Upon my return to the Agency I came from, I was given little or no tasking, and things I had done unsupervised or as a lead were no longer a lead, but a menial series of tasks, that either no one wanted to do, did not have time to do, or did not want to do. All tasks I performed were done under supervision, met with extreme criticism, review of efforts, and no support, with greater allowances and excuses for those whom chose not to respond until past the deadline. Reviews of completed work often came weeks or months after the completion of the task and always seemed to have to be redone, when they same formats and data of the reports had received comments like innovative, excellent work, or superior technical analysis.

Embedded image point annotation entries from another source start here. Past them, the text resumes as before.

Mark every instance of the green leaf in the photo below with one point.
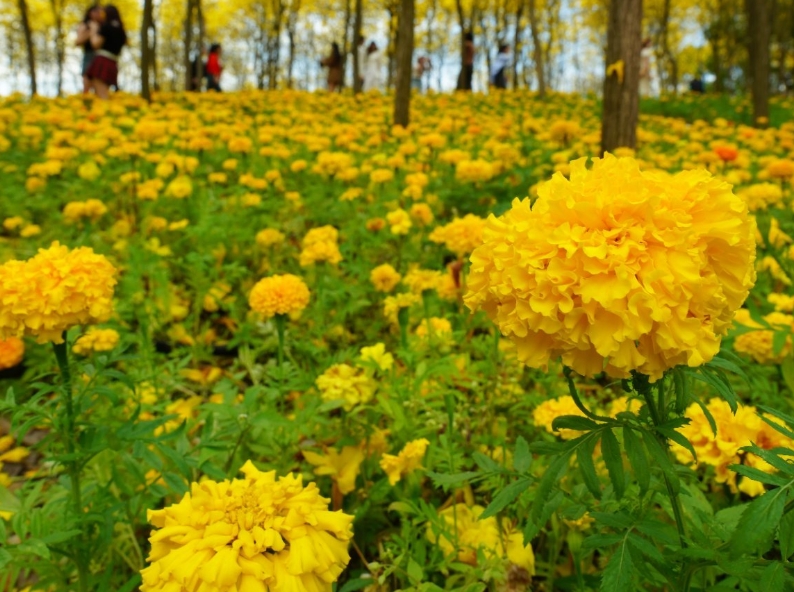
(550, 478)
(454, 480)
(757, 524)
(617, 575)
(785, 535)
(614, 461)
(773, 579)
(522, 457)
(638, 459)
(573, 422)
(505, 497)
(584, 458)
(660, 457)
(357, 584)
(415, 571)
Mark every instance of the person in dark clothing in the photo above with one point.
(213, 68)
(107, 38)
(93, 14)
(499, 67)
(467, 65)
(334, 63)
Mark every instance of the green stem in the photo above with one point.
(658, 411)
(575, 396)
(70, 436)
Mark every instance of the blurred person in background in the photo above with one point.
(107, 38)
(83, 39)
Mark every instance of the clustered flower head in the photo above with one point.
(255, 534)
(384, 277)
(279, 295)
(463, 534)
(12, 351)
(343, 382)
(320, 244)
(96, 340)
(461, 236)
(406, 462)
(54, 291)
(617, 269)
(722, 449)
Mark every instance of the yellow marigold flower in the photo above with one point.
(377, 353)
(269, 237)
(549, 410)
(617, 269)
(384, 277)
(781, 168)
(89, 171)
(254, 534)
(30, 230)
(723, 449)
(343, 467)
(53, 291)
(375, 224)
(12, 351)
(420, 280)
(342, 382)
(782, 302)
(13, 222)
(96, 340)
(393, 304)
(422, 213)
(406, 462)
(279, 294)
(381, 176)
(179, 188)
(461, 236)
(474, 171)
(399, 220)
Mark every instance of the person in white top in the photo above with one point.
(499, 67)
(373, 71)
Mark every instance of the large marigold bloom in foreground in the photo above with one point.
(617, 269)
(53, 291)
(255, 534)
(12, 351)
(279, 294)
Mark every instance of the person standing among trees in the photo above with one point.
(467, 64)
(499, 67)
(373, 72)
(334, 64)
(214, 68)
(107, 38)
(93, 14)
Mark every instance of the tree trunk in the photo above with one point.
(621, 97)
(758, 49)
(357, 41)
(60, 49)
(147, 52)
(23, 12)
(537, 50)
(405, 51)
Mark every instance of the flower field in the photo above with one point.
(265, 341)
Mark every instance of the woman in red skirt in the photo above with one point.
(107, 38)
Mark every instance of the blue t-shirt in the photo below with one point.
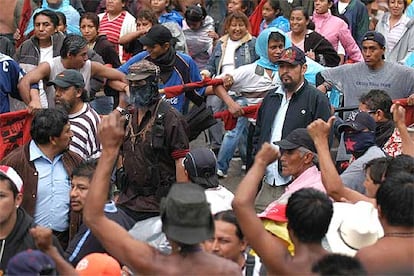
(179, 101)
(10, 74)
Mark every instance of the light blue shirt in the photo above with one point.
(273, 176)
(53, 188)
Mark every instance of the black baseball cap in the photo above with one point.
(358, 121)
(375, 36)
(186, 215)
(297, 138)
(158, 34)
(68, 78)
(200, 164)
(292, 55)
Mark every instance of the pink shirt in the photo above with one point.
(335, 30)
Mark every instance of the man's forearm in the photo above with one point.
(247, 189)
(407, 144)
(222, 93)
(63, 267)
(330, 177)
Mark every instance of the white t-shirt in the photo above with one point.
(45, 55)
(228, 58)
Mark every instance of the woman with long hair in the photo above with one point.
(115, 22)
(398, 30)
(335, 30)
(312, 43)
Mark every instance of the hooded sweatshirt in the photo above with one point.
(18, 240)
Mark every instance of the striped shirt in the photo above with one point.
(84, 125)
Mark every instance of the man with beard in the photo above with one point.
(387, 136)
(45, 164)
(175, 68)
(359, 139)
(292, 105)
(72, 96)
(155, 143)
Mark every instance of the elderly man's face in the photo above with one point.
(291, 75)
(372, 53)
(274, 49)
(293, 162)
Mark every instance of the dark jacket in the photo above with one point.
(19, 159)
(322, 48)
(28, 54)
(305, 106)
(20, 239)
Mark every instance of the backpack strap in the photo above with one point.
(183, 69)
(250, 262)
(158, 128)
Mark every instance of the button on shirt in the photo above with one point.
(53, 188)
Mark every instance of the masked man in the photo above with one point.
(156, 142)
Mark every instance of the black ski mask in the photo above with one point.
(144, 95)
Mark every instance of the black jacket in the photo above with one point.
(322, 48)
(20, 239)
(306, 105)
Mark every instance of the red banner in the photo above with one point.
(14, 130)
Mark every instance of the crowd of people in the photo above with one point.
(316, 97)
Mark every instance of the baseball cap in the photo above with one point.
(98, 264)
(200, 163)
(68, 78)
(142, 70)
(13, 176)
(186, 215)
(358, 121)
(292, 55)
(375, 36)
(31, 262)
(297, 138)
(158, 34)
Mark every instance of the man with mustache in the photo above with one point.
(71, 96)
(292, 105)
(45, 164)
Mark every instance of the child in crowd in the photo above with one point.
(272, 16)
(145, 20)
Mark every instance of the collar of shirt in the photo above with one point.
(35, 153)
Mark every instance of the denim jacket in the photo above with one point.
(245, 54)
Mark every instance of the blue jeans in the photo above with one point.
(103, 105)
(232, 139)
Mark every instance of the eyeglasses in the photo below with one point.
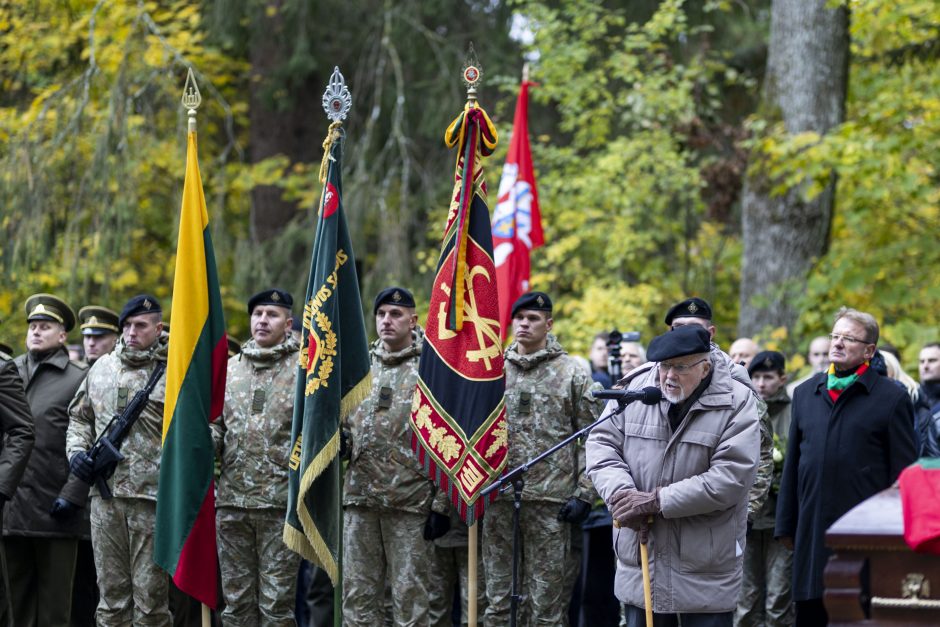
(680, 369)
(835, 337)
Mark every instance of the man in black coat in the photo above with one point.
(851, 434)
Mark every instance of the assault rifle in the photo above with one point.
(105, 454)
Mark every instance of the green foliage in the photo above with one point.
(621, 185)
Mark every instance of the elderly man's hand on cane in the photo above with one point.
(631, 508)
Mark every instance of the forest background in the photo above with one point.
(664, 154)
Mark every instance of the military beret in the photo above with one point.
(767, 361)
(95, 320)
(140, 304)
(49, 307)
(393, 296)
(688, 340)
(273, 296)
(690, 308)
(534, 301)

I have seen where the Department of Labor and EEOC states there is no discrimination based upon gender identity but there is no regulation or Code of Federal Regulation to back that up. There are several executive orders and court cases, as well as the Office of Personnel Management; there is little of no specific training on LGBT, unless you wish to count the umbrella term “Diversity”, no training clearly spells this out. Take this coupled with the statement on USA Jobs, there is a gap the size of the Marianas trench on actual policy, which leads a great deal of discriminatory practices, it is no wonder the employees can do or say what they want.
There have been no changes to the health insurance, they still discriminate, on surgery, hormones, and counseling, they say they will provide you with a “CARRY” letter that the insurance co must accept required testing if that part of your other gender is present, and treat you as your new gender. It does not work, they have refused to pay for many visits and tests, stating that is because I am transgender. Other circumstances can only compare the mindset pre civil rights or women’s suffrage, to utilize as a comparison.
Even the Lawyer representing the Agency referred to me as he, she, it, madam, Miss, Sir, Mister, even stating well have you had the final surgery. She even on record stated this was her first case like this, she had no prior experience, and no guidance since I was the first transgendered person she had ever met or had to work on the complaint with.

The impact to me has been devastating professionally, but I am a strong person and look for the blessings each day of being on this journey.

The Employment Equal Opportunity office investigation against the harassment and hostile work environment have no results over a year and a half after the incident occurred, and the Federal EEOC investigation against the Business contracted to perform work, and does have a non-discrimination policy for LGBT, and even the Office of Special Council for the federal government have yet to resolve any portion(s) of the complaints, all is still on-going, and the EEO is now approaching 300 days and there is no word on the status, there has been a fact finding, there has not been any other guidance, and the Investigator in the Fact Finding allowed his bigoted prejudicial item to be shown , and even after asking questions to the management, and managements witnesses limited, restricted and censored the same comments from the witness we provided.


What about the fact the Commission on civil rights addressed congress last week regarding the issue of rape and sexual assault in the military. Will all the victims finally get their justice?!